Cloudflare converts HTML to markdown on demand. Crawlytics serves AI-Optimized HTML to every bot, plus stable llms.txt. Different format bets — and ChatGPT cannot read markdown. An honest decision guide.
Quick answer
Cloudflare's Markdown for Agents is a free edge feature that converts HTML to markdown on demand — but only when an AI agent sends Accept: text/markdown, which most don't. It's a clean primitive, but markdown isn't universal: ChatGPT-User, the fetcher that fires when someone pastes a link into ChatGPT, discards text/markdown as unreadable. Crawlytics instead serves AI-Optimized HTML — clean, chrome-free, with JSON-LD — to every AI bot by routing on the User-Agent, so there's nothing to negotiate and every fetcher can read it. It also publishes stable /llms.txt markdown, per-customer bot analytics, ChatGPT/Claude/Perplexity referral attribution, and WebMCP agent commerce — none of which Cloudflare ships. Use Cloudflare if you're on Pro+ and only need on-demand markdown for the agents that ask for it. Use Crawlytics if you want universal HTML coverage, analytics, attribution, llms.txt, or you're not on Cloudflare. Run both to layer Cloudflare's edge markdown under Crawlytics' measurement.

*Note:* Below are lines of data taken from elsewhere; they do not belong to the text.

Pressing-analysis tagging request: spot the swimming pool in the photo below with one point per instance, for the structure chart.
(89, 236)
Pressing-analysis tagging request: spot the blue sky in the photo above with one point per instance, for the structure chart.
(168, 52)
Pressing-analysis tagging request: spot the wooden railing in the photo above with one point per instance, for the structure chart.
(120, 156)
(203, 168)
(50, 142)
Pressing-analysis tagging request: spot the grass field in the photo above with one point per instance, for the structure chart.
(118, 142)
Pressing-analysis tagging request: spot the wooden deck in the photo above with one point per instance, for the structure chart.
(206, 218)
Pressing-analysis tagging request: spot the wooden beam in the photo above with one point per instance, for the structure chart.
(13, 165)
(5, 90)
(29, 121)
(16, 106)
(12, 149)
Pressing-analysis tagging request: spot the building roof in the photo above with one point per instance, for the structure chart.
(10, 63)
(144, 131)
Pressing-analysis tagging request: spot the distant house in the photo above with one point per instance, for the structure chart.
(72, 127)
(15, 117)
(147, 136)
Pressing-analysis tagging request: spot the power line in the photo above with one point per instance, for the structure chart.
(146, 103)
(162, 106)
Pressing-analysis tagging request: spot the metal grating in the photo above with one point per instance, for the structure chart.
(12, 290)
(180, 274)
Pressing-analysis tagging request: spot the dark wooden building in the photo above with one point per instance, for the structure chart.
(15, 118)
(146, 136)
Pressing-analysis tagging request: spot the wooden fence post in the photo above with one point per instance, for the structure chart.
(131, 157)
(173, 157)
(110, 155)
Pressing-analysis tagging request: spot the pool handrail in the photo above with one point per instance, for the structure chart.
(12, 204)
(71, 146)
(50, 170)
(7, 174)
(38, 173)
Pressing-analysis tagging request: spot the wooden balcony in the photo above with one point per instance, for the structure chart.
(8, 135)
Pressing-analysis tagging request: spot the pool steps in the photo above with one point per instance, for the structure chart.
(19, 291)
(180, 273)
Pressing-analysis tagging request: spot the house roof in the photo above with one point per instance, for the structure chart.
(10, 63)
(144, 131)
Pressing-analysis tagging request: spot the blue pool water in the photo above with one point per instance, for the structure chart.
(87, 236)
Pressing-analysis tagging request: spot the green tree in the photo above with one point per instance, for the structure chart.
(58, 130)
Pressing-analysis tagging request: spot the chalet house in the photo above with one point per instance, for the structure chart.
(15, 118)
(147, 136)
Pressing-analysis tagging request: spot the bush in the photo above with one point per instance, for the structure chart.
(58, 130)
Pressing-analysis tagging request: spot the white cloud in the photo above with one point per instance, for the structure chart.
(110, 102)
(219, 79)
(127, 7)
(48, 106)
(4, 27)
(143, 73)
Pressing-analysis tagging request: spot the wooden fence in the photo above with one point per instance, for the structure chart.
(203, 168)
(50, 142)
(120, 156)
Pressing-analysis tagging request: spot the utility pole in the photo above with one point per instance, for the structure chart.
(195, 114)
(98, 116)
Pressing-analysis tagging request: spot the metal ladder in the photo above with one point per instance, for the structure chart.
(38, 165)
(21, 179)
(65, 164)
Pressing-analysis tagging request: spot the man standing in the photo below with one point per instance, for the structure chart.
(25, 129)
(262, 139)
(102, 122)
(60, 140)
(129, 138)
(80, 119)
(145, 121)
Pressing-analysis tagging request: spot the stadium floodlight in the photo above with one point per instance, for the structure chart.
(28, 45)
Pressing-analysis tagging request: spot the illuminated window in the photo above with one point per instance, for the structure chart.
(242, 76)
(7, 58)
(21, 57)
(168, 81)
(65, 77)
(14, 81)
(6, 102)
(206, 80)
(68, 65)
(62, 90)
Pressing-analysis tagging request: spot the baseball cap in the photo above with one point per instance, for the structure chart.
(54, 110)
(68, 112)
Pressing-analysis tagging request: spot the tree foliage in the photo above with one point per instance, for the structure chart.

Cloudflare quietly shipped Markdown for Agents in beta a few months ago. If you're on Cloudflare Pro, Business, Enterprise, or SSL for SaaS, it's free. It converts your HTML to clean markdown on the fly, at the edge, whenever an AI agent asks for it.
That overlaps with what Crawlytics does — both make your site readable by AI bots. So the obvious question: if Cloudflare is free, why would anyone pay Crawlytics $29.99/mo for the Visibility tier?
This post is the honest answer. Cloudflare's offering is real, well-built, and free, and there are absolutely sites that should just use it. But the two products make a different bet on format, and that bet decides how many AI clients can actually read your content. Cloudflare converts your HTML to markdown, on demand, when an agent negotiates for it. Crawlytics serves AI-Optimized HTML — clean semantic HTML with JSON-LD, no nav or chrome — to every AI bot by routing on the User-Agent, and still publishes stable /llms.txt markdown alongside it. The difference matters more than the price tag, because of one inconvenient fact: the most-used live fetcher can't read markdown at all.
I'm going to compare them feature-by-feature without weasel words. Then I'll give you a clean decision tree at the end.
Three things, all at the network edge:
Accept: text/markdown in the request header, Cloudflare's edge fetches the HTML from your origin, converts it to markdown on the fly, and serves it back. The agent sees the same URL but a different format.x-markdown-tokens header showing the estimated token count of the markdown payload. Useful for agents budgeting their context window.That's it. It's a clean, well-executed primitive. If you're a Cloudflare customer on Pro or above, you get it free with one toggle.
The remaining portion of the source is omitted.